Dans la nouvelle « Le visage de l’emploi », la protagoniste relate son séjour de travail chez
les Dupont qui l’ont recrutée pour assurer la garde de leurs enfants. Ce séjour de travail est
marqué, dès le jour de l’embauche, par des moments de crises où la protagoniste est bien des
fois reléguée dans l’abjection la plus humiliante.

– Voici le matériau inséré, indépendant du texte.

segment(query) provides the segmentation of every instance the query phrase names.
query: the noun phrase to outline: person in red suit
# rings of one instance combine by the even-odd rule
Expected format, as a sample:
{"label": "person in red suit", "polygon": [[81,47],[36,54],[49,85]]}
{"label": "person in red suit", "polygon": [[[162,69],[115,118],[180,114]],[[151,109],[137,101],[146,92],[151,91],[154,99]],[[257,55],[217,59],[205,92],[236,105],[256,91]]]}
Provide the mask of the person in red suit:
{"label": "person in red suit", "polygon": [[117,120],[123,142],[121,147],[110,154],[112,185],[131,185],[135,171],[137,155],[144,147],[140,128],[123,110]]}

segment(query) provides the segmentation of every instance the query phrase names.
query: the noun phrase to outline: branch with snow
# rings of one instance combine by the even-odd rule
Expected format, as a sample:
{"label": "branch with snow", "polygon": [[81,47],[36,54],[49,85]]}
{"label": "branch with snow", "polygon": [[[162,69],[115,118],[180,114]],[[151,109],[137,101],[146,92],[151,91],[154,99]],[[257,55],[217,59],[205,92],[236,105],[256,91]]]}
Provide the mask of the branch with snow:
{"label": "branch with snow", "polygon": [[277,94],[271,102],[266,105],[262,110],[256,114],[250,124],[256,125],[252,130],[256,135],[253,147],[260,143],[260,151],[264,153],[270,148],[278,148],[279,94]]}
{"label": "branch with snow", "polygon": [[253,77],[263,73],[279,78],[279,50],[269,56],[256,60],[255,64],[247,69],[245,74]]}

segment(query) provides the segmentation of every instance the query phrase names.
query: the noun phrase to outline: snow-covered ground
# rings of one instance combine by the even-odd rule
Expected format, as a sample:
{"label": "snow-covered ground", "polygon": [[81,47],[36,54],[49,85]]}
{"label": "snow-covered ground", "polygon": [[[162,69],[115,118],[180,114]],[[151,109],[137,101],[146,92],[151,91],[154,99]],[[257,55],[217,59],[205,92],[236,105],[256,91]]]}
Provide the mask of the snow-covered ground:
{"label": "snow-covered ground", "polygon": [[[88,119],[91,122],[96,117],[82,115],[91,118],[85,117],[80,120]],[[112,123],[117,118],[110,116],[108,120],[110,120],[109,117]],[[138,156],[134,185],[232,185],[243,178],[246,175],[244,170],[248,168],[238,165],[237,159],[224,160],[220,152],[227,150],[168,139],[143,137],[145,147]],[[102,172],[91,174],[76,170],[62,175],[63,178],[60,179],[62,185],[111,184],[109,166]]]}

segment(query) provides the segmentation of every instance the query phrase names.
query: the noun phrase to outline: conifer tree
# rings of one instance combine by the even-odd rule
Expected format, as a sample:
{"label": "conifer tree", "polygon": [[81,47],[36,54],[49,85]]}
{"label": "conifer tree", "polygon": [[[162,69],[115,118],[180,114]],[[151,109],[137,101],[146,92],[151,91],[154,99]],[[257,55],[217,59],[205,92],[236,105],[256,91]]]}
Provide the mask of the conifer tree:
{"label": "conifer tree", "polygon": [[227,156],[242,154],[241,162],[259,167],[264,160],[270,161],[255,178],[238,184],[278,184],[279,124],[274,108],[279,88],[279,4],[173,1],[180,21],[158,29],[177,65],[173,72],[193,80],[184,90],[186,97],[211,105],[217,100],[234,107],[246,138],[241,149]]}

En effet, la première fois qu’elle se présente
chez les Dupont, le personnage mis en scène dans cette nouvelle est non seulement confronté
à la condescendance de Géraldine, l’épouse de monsieur Jean-Charles Dupont qui se met à lui
parler un français dit « petit-nègre », mais surtout à l’indifférence dans laquelle sa présence
plonge l’époux Dupont qui, à propos de l’héroïne, demande à son épouse : « Mais qu’est-ce
que tu veux qu’on fasse avec ça ?10 ». Pourtant, la patronne ne désarme pas et réussit à
convaincre son époux d’embaucher la narratrice, car pour les Dupont, « africain est synonyme
d’ignorance et de soumission11 ». Ce cliché permet d’ailleurs à Fatou Diome de relever une
remarque inhérente à la configuration de l’emploi en France par rapport à la condition des
immigrés :
Je me dis que c’est sans doute pourquoi, dans ce pays, même les métiers ont des visages. Surtout
les plus durs et les plus mal payés. Quand vous entendez un marteau-piqueur, inutile de vous
retourner, c’est à coup sûr un noir, un turc, un arabe, en tout cas un étranger, qui tient la manette.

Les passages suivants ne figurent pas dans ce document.